H.S. Sharma, D.F. Muresanu, J.V. Lafuente, A. Ozkizilcik, Z.R. Tian, R. Patnaik, H. Mössler, A. Sharma
Keywords: Parkinson's Disease, Titanate nanospheres, timed release, cerebrolysin, neuroprotection, nanodrug delivery
Summary:Military personnel during combat operations are highly susceptible to traumatic brain and spinal cord injury. There are reasons to believe that a focal injury to the central nervous system (CNS) causes multiple biochemical and pathological changes in the fluid microenvironment in which neurons and glial cells are suspended. This would lead to a process of cascade leading to neurodegenerative diseases e.g., Parkinson’s Disease (PD) and/or Alzheimer’s Diseases (AD).
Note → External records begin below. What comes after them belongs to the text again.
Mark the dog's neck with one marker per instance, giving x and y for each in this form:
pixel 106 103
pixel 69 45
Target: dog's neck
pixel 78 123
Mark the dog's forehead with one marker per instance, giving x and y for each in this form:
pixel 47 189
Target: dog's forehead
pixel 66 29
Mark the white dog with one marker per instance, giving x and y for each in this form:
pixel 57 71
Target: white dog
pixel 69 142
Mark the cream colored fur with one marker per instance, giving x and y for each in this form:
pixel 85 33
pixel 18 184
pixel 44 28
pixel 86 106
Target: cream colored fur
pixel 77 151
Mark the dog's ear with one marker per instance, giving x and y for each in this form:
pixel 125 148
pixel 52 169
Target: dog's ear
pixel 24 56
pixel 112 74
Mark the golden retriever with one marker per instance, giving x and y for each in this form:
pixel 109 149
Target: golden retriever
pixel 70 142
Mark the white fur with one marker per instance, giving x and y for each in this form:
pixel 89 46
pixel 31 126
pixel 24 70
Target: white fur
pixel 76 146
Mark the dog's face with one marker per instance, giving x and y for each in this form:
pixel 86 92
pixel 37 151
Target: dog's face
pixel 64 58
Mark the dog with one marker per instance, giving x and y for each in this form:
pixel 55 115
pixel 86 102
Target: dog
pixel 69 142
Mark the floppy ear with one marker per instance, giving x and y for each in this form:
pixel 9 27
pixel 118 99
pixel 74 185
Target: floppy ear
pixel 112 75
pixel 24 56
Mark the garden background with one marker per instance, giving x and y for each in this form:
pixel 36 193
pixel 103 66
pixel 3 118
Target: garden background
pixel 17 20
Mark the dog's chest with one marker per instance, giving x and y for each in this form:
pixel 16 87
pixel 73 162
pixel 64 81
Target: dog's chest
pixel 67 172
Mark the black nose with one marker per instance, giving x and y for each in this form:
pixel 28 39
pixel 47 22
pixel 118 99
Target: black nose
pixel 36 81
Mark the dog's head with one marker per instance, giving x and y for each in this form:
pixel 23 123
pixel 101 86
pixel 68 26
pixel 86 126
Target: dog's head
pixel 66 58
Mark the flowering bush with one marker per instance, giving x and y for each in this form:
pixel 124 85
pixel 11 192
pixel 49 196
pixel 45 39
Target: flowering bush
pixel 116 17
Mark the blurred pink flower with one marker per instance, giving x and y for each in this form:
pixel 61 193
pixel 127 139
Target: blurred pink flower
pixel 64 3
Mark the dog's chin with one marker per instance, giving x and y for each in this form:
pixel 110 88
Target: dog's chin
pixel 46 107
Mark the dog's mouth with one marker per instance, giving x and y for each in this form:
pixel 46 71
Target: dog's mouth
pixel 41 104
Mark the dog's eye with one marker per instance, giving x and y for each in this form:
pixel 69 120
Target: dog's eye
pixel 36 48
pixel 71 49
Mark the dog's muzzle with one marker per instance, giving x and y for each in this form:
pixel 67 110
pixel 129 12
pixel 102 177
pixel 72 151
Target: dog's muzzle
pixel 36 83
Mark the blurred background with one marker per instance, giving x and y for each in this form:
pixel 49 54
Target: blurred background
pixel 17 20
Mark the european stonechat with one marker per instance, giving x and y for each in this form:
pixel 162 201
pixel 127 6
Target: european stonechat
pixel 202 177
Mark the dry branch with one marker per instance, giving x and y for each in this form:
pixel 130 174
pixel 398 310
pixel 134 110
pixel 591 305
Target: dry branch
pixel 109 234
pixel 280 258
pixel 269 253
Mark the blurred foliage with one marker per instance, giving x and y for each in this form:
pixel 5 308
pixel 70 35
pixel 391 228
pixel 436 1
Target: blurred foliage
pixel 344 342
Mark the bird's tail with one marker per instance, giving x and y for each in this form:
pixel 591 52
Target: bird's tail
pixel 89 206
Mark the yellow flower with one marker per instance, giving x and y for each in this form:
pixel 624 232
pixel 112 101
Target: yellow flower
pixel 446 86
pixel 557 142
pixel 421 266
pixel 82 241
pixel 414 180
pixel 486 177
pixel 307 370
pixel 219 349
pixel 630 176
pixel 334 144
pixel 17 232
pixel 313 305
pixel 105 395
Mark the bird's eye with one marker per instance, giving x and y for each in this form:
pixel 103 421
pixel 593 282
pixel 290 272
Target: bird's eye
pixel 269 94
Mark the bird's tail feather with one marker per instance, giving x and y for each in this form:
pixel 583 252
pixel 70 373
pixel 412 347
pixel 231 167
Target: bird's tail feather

So far no suitable therapeutic strategies are available to reduce or contain the pathophysiology of PD/AD in clinics. Thus, there is an urgent need to explore new therapeutic strategies to reduce pathophysiological consequences of AD/PD. Since Cerebrolsyin (CBL) is a balanced composition of several neurotrophic factors and active peptide fragments, the drug could be more beneficial in treating PD. Thus, in present investigation we examined nanodelivery of CBL using titanate nanospheres in an animal model of PD and evaluated the pathophysiological responses in the brain. PD like symptoms was induced in the mice by intraperitoneal injections of or 1-metyl-4-fenyl-1,2,3,6-tetrahydropyridin (MPTP, 20 mg/kg) daily within 2-h intervals for 5 days. On the 8th day a significant decrease in dopamine (DA) and its metabolites 3,4-Dihydroxyphenylacetic acid (DOPAC) and homovanillic acid (HVA) was observed. Marked decrease in the number of tyrosine hydroxylase (TH) positive cells in the Substantia Nigra Pars Compacta (SNpc) and striatum (STr) further confirmed the validity of our model. In separate group of rats, timed release of CBL using titanate nanospheres (TiNS) (in a dose of 3 ml/kg, i.v.) was given after 2-days of MPTP administration for 5 days. This treatment resulted in a marked increase in TH-positive cells in the SNpc and STr as compared to normal CBL. Also TiNS-CBL resulted in significantly higher levels of DA, DOPAC and HVA in SNpc and STr on the 8th day as compared to normal CBL. Tehse observations are the first to point out that timed release of TiNS-CBL has far more superior neuroprotective effects in PD than normal CBL, not reported earlier. Further research using prolonged therapeutic time window is currently being investigated in this model to find out a suitable role of TiNS-CBL in clinical situations for the benefit of PD victims in Military or civilian populations.